KF: My poems tend to be science-curious/adjacent so Analog felt like a good fit.
AE: How much or little do current events impact your writing?
KF: At my office job, I’m usually listening to either NPR or music. Several of my poems would not exist without the little spark of inspiration provided by a short segment about Pluto, or the coverage of Eclipse 2017. As far as the more heavy news, I hope to reach a point where I can write about those topics as well, but I am working on developing my range and starting with the lighter topics first.
AE: What is your process?
KF: When I write, I tend to use something I am interested in or excited about as my “way in.” In the case of “Collisions,” I heard about the kilanova on NPR, and the story was interesting. I didn’t know why, but I knew I wanted to write something about that subject. So, I researched the kilanova and took notes as I did. After I had a couple pages’ worth of notes, I stopped and read back through my notes to see if I could pick up a pattern. Was there a theme in the notes I was taking? In the case of “Collisions,” I realized from my notes that I saw the kilanova as a metaphor for the unexpected aftershocks that happen because of things that seem insignificant. Once I knew that, I pulled the information from my research that supported this metaphor and worked on building a poem around that connection.
AE: How do you deal with writer’s block?
KF: If I find myself researching a topic for more than a week, and I have pages and pages of notes, but no clear idea of why I think the subject is good fodder for a poem, I scrap it. That cuts out most of the potential for writer’s block. For me, knowing the “why” of what I’m writing is critical and if I don’t have that ”why” clear in my mind, the project’s not going to work out.
If I know why I’m writing a poem, and I know roughly where I want to end up but I’m stuck with how to get there, then I just make sure to keep writing something. If I don’t know what to write in the poem itself, then I’ll open up a separate document on my computer and have a chat with myself. Why am I stuck here? I’m having trouble finding a word that sounds right here, or I don’t think this description is a good connector here. What else would work? This ensures that I am doing something and not losing my momentum.

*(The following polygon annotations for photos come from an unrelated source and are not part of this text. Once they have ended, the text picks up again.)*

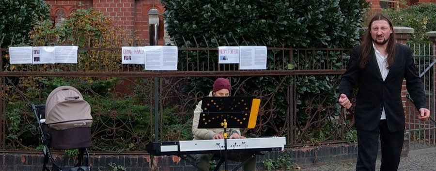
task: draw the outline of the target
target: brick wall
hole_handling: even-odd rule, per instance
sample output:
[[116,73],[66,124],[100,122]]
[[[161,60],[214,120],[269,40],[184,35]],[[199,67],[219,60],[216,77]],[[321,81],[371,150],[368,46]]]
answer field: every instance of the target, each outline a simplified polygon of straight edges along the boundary
[[[380,148],[379,145],[379,149]],[[402,156],[407,156],[409,151],[408,140],[405,139],[402,150]],[[357,144],[341,144],[319,145],[312,147],[295,147],[283,151],[265,152],[264,155],[258,156],[256,166],[258,170],[264,170],[262,163],[265,158],[275,160],[284,153],[289,153],[289,160],[299,166],[332,162],[353,162],[357,159]],[[90,152],[91,171],[99,169],[109,170],[108,164],[113,163],[122,166],[127,171],[150,171],[150,156],[147,154],[93,154]],[[379,149],[379,154],[380,150]],[[54,154],[55,161],[62,166],[73,166],[75,163],[63,155]],[[42,167],[43,154],[0,152],[0,171],[41,171]],[[196,171],[195,168],[185,160],[175,156],[156,157],[154,163],[159,171]],[[48,166],[51,166],[49,163]],[[229,169],[232,169],[239,163],[229,161]],[[224,169],[222,165],[220,169]]]
[[[139,37],[143,45],[148,45],[149,43],[149,11],[157,9],[159,18],[162,19],[165,11],[158,0],[48,0],[46,2],[50,5],[50,15],[55,21],[59,19],[57,17],[58,10],[63,10],[68,16],[79,8],[93,7],[111,18],[114,24],[121,26],[127,35]],[[79,5],[80,3],[83,5]],[[160,32],[163,32],[163,30]]]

AE: What is the weirdest research rabbit-hole that working on a project has led you down?
KF: I needed to know if anyone had ever made a violin out of human bone and if that violin functioned like a normal wooden one. Preliminary research showed that violins have been made out of human bone, but they were only for display.
AE: What inspired you to start writing?
KF: I’ve always written on my own, but it was not until I was in college at Truman State University that I started to believe that I might be able to write for publication. I had several very supportive professors, including one that encouraged me to present my poetry and explain my writing process at our student research conference.
AE: What SFnal prediction would you like to see come true?
KF: I would love to see the transporters in Star Trek become a reality, not only because of the convenience, but also because of the ethical debates that would ensue. Transporters basically download humans, then copy them over to another transporter. So, there has to be a copy of a complete human that is deleted somewhere in that process. Also, there would be a whole new sub-genre of B-Grade horror movies about haunted transporters.
AE: Do you have any advice for up-and-coming writers?
KF: The most important thing (aside from just sitting down and making the time to write) is to find support. My writing really took off once I joined a writer’s group. They don’t have to be writing in the same genre you are. My writing partner only occasionally does poetry and mostly does short stories. Sometimes, if the people in your group are writing things that are completely different, they’ll have suggestions that no one else would have ever thought of. The key is having someone you are accountable to for your writing. You can plan and dream about the awesome things you’re going to do, but if you don’t have that feeling of obligation that comes when you tell your writing partner you will have x amount of work done by x date, it becomes too easy to let life get in the way.